Well, to expand a bit more on what I said above, I was really motivated to dissect the notion of empires in science fiction and fantasy. Many authors use Europe as the base-inspiration for their worlds, and there are the ‘enemy hordes’–often people of color–or there are places with exotic artifacts that heroes have to retrieve. So I wanted to dig a little deeper into that. The cultural and historical context of colonialism, of imperialism…well, that’s everywhere around us. As a Black American, I live it. You can see it in climate injustice, in the (lack of) global vaccination dispersion, in the fight for Palestine. And on a more individual level, people in diasporic communities and previously-colonized places are often dealing with the same questions of identity and ambition that Touraine and others in The Unbroken deal with. People with power, or even just substantial financial and racial privilege, have to decide where their interests lie, too–and when their support is a true alliance or just something that makes you feel good while you get what you want, just like Luca does.
What’s one question you haven’t been asked but wish you were?
I recently got to ask some other Orbit authors what book changed how they understood the craft of writing–something that made them go “oh, you can do that?!” But I didn’t get to answer it myself, so here’s mine: The Fifth Season. I’d never read anything that manipulated point of views or structure so well–and to such painfully beautiful effect! If you haven’t read it, do, and you’ll see what I mean. I’ve even dissected and have a name for the phenomenon, but I haven’t tried to do anything like it myself.
What advice would you give to other writers starting out on their own journeys?
Take the time. Don’t rush the novels, don’t rush the queries. Don’t let yourself fall into the trap of thinking it has to be done now, now, now, and that you have to breakout immediately. A rushed product doesn’t help anyone. Content yourself with the words and the telling the stories you want to tell as honestly as you can. That’s the only thing that’s guaranteed–happiness in your own work.
Oh, and study what you read.
Are there any other projects or story ideas you are currently nursing and could tell us about?
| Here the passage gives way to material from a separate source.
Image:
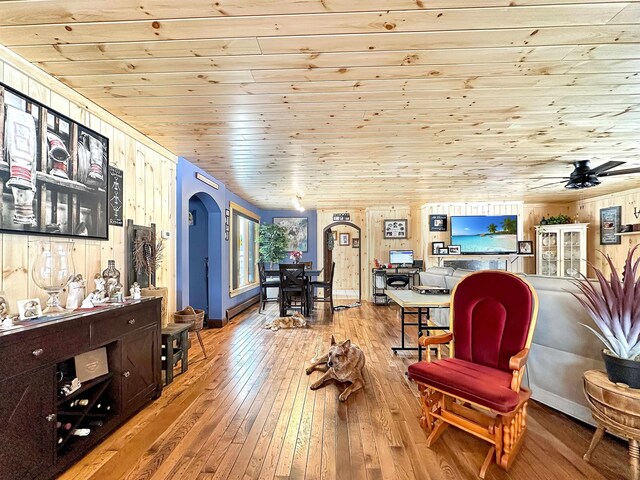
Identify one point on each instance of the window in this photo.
(244, 249)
Definitely working on books two and three in the Magic of the Lost trilogy. Touraine and Luca aren’t done yet. And I edited a queer anthology that should be out later this year with Neon Hemlock Press called We’re Here, a Best Of for queer SFF.
Finally, what are some LGBTQ+ stories you would recommend to the readers of Geeks OUT?
I’d definitely recommend all of the stories in the We’re Here anthology! They’re a collection of some of my favorite stories from 2020, and some of them are available online, like R.B. Lemberg’s “The Weight of Khalem.” Arkady Martine’s A Memory Called Empire is a new favorite, and along with The Traitor Baru Cormorant…let’s just say The Unbroken is very much in conversation with them and discussions of empire.